Study to Grow
By Randy Dillon
Proverbs 2:1-11 " My son, if you receive my words, and treasure my commands within you, so that you incline your ear to wisdom and apply your heart to understanding; yes, if you cry out for discernment, and lift up your voice for understanding, if you seek her as silver, and search for her as for hidden treasures, then you will understand the fear of the Lord, and find the knowledge of God. For the Lord gives wisdom; from His mouth come knowledge and understanding; He stores up wisdom for the upright; He is a shield to those who walk uprightly; He guards the paths of justice, and preserves the way of His saints. Then you will understand righteousness and justice, equity and every good path. When wisdom enters your heart and knowledge is pleasant to your soul, discretion will preserve you; understanding will keep you . . . "
What is the value of wisdom? How do we receive wisdom? What does wisdom result in? Proverbs warns us about associations that lead to evil, destruction and eternal death (Proverbs 1:20-33). But it also shows us a way out of such eternal damnation starting with a sober analysis of where we begin in attaining knowledge and wisdom.
Our search begins when we "incline [our] ear unto wisdom." An old children's poem reminds us of where listening belongs in our priorities: "A wise old owl lived in an oak; the more he saw, the less he spoke; the less he spoke, the more he heard. Why can't we all be like that wise old bird." (unattributed.) There is a direct relation among the senses of seeing, speaking and hearing. But as Solomon says, "incline thine ear unto wisdom." Listen! "Apply thine heart to understanding." To become wise, shut up and listen. Watch first, then speak less, then listen intently. James reiterates this advice: "Let every man be swift to hear, slow to speak, slow to wrath." (James 1:19b)
Next, Solomon advises that we use our speech in search of wisdom. “Cry after knowledge, and lifteth up thy voice for understanding." Says Solomon, Ask questions. Do not accept foolish or simplistic and unrealistic answers to complicated issues. Dig deep into every line of reasoning with intelligent questions. As Jesus said in Matthew 7:7, “Ask, and it shall be given you; seek, and ye shall find; knock, and it shall be opened unto you." Solomon says to "seek" wisdom as one would seek silver, as a precious commodity of great value; as a treasure.

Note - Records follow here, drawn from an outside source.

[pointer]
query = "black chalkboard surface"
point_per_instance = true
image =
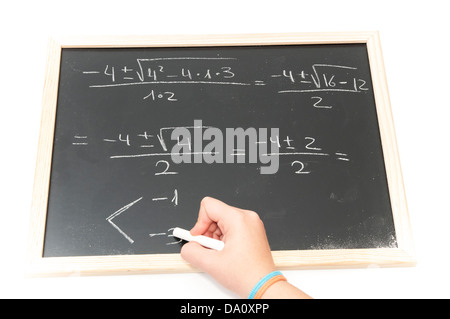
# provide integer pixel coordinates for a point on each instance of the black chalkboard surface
(117, 188)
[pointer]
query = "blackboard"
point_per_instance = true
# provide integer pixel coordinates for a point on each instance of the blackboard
(116, 189)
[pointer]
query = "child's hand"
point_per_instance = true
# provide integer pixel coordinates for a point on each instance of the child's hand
(246, 257)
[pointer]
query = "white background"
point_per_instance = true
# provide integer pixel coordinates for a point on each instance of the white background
(414, 37)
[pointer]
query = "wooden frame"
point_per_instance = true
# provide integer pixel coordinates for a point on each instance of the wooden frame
(308, 259)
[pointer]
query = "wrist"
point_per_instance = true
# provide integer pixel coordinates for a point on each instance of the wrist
(266, 283)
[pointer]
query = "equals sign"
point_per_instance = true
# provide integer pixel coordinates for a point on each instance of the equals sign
(80, 140)
(260, 83)
(342, 157)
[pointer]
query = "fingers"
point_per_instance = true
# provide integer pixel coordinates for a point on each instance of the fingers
(213, 211)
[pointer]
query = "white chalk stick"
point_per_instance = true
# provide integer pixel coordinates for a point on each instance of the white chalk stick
(202, 240)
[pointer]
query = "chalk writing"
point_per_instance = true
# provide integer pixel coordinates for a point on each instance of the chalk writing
(224, 71)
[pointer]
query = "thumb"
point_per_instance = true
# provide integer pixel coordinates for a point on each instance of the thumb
(199, 256)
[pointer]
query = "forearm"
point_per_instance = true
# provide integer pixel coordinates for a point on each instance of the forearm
(284, 290)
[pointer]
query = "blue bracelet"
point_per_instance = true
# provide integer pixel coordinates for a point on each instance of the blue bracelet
(262, 282)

We accomplish this by listening carefully then asking questions which are probing.
What then is the value of wisdom? One will understand the fear (not just terror but also wonder, awe, amazement) of God and one will find the knowledge of God. This means that hearing and asking questions will open a person to the awe of God and also to knowledge that was previously not available. And what do seekers receive? Seekers are then recipients of wisdom, knowledge and understanding.

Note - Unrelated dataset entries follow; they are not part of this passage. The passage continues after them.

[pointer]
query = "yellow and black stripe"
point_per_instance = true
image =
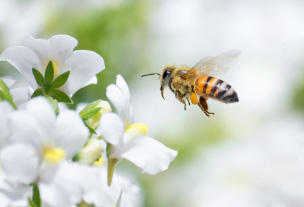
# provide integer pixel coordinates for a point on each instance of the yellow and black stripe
(211, 87)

But these are not for everyone. These are available to the righteous and God will serve as a protector to those who are obedient to God's moral code since God maintains His judgment of the righteous and protects the saint in their daily walk. For the one who is wise there will be an "understanding of righteousness and judgment and equity." A wise man is capable of translating Godly morality into his daily decision-making which results in goodness. Contrast this with the consequences politically, economically and morally among non-Biblical people who claim these attributes but refuse to adhere to scriptural admonitions of Godly morality. They have forsaken Godly wisdom and morality for worldly wisdom and morality. The results bear both temporary and eternal consequences.

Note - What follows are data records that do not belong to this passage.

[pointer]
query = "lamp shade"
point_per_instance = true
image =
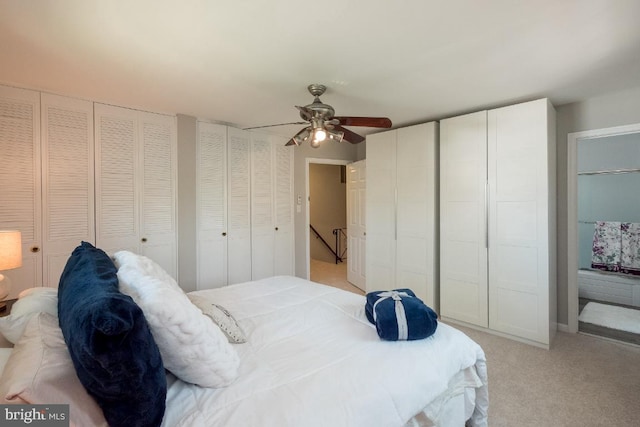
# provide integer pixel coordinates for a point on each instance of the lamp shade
(10, 250)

The final result of seeking wisdom accrues to the individual. When one allows wisdom to govern the heart and knowledge to possess the eternal soul, then discernment and understanding will keep the soul safe. A fool will follow his own disabled judgment in matters to his ultimate demise, but wisdom enables a Godly man to discern, or "see" the truth in events and people as they really are. Thus, he will not be misled but rather preserved and kept safe from the evil of the world.